Color Image Pipeline
- Type: Digital image/video processing chain
- Applications: Cameras, scanners, displays, computer rendering
- Typical components: Debayering, gamma correction, colorspace conversion, chroma subsampling, compression
- Implementations: Software, DSP, FPGA, ASIC, analog circuits

= Color image pipeline =

Components from image source to output

An image pipeline or video pipeline is the set of components commonly used between an image source (such as a camera, a scanner, or the rendering engine in a computer game), and an image renderer (such as a television set, a computer screen, a computer printer or cinema screen), or for performing any intermediate digital image processing consisting of two or more separate processing blocks. An image/video pipeline may be implemented as computer software, in a digital signal processor, on an FPGA, or as fixed-function ASIC. In addition, analog circuits can be used to do many of the same functions.

Typical components include image sensor corrections (including debayering or applying a Bayer filter), noise reduction, image scaling, gamma correction, image enhancement, colorspace conversion (between formats such as RGB, YUV or YCbCr), chroma subsampling, framerate conversion, image compression/video compression (such as JPEG), and computer data storage/data transmission.

Typical goals of an imaging pipeline may be perceptually pleasing end-results, colorimetric precision, a high degree of flexibility, low cost/low CPU utilization/long battery life, or reduction in bandwidth/file size.

Some functions may be algorithmically linear.
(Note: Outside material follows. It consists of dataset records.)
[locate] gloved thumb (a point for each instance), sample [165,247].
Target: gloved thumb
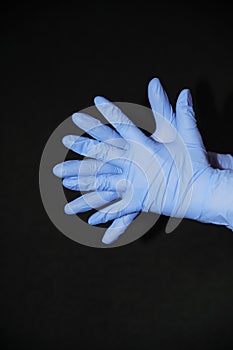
[186,121]
[162,111]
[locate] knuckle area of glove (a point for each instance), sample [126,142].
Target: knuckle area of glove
[103,183]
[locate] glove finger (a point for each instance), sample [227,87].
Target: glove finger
[111,212]
[84,167]
[220,161]
[92,148]
[95,183]
[89,201]
[162,111]
[126,128]
[117,228]
[186,121]
[99,131]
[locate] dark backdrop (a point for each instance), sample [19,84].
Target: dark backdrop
[161,291]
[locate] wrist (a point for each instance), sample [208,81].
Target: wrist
[217,207]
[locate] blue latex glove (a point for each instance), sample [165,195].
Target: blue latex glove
[165,196]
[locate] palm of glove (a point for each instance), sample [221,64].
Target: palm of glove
[144,174]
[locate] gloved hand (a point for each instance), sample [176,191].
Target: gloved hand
[104,133]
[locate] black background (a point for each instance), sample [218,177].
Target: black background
[161,291]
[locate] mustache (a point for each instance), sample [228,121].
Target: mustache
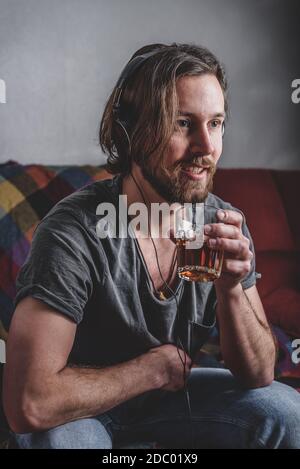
[201,161]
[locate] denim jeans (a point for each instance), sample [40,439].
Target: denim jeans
[224,415]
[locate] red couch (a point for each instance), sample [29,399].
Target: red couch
[268,199]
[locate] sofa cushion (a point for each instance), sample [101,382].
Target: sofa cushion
[27,193]
[283,306]
[269,200]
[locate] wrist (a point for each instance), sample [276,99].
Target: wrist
[154,376]
[228,291]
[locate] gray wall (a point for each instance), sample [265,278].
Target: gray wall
[60,59]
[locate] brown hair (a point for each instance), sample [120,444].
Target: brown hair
[149,103]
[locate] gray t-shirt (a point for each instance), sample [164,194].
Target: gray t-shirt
[103,285]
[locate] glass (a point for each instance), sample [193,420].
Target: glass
[196,260]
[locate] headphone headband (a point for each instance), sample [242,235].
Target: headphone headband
[129,70]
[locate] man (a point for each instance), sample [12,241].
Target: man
[92,357]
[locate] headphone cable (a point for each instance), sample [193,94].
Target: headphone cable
[178,340]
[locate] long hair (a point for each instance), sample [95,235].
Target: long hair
[149,103]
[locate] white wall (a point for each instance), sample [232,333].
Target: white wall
[61,58]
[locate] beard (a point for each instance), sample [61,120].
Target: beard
[174,185]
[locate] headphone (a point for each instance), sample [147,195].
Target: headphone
[129,69]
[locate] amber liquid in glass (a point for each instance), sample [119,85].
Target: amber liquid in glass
[198,265]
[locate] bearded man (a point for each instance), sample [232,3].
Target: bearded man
[104,334]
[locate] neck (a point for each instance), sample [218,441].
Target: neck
[131,189]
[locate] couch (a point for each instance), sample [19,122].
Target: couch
[268,199]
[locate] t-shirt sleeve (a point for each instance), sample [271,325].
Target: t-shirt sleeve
[57,270]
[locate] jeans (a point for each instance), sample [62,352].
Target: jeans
[224,415]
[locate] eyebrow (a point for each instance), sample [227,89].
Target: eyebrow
[218,114]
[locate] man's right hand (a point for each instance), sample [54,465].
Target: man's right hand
[166,362]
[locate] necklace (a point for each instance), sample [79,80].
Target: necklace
[161,293]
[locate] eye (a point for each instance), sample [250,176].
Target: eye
[216,123]
[184,123]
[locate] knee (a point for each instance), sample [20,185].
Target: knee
[275,413]
[79,434]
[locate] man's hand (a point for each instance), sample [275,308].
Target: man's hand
[229,237]
[166,362]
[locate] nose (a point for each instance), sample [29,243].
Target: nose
[201,141]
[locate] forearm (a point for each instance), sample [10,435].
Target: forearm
[246,340]
[76,393]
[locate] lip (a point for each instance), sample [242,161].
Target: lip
[195,176]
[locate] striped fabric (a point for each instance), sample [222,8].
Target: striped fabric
[27,193]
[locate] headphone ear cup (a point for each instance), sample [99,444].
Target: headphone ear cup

Mathematically, those elements can be connected in any order without changing the end-result. As digital computers use a finite approximation to numerical computing, this is in practice not true. Other elements may be non-linear or time-variant. For both cases, there is often one or a few sequences of components that makes sense for optimum precision and minimum hardware-cost/CPU-load.

This figure shows a simplified, typical use of two imaging pipelines. The upper half shows components that might be found in a digital camera. The lower half shows components that might be used in an image viewing application on a computer for displaying the images produced by the camera.
(Note that operations mimicking physical, linear behaviour, such as image scaling, are ideally carried out in the left-hand side, working on linear RGB signals. Operations that are to appear "perceptually uniform", such as lossy image compression, on the other hand, should be carried out in the right-hand side, working on "gamma-corrected" r'g'b or Y'CbCr signals.)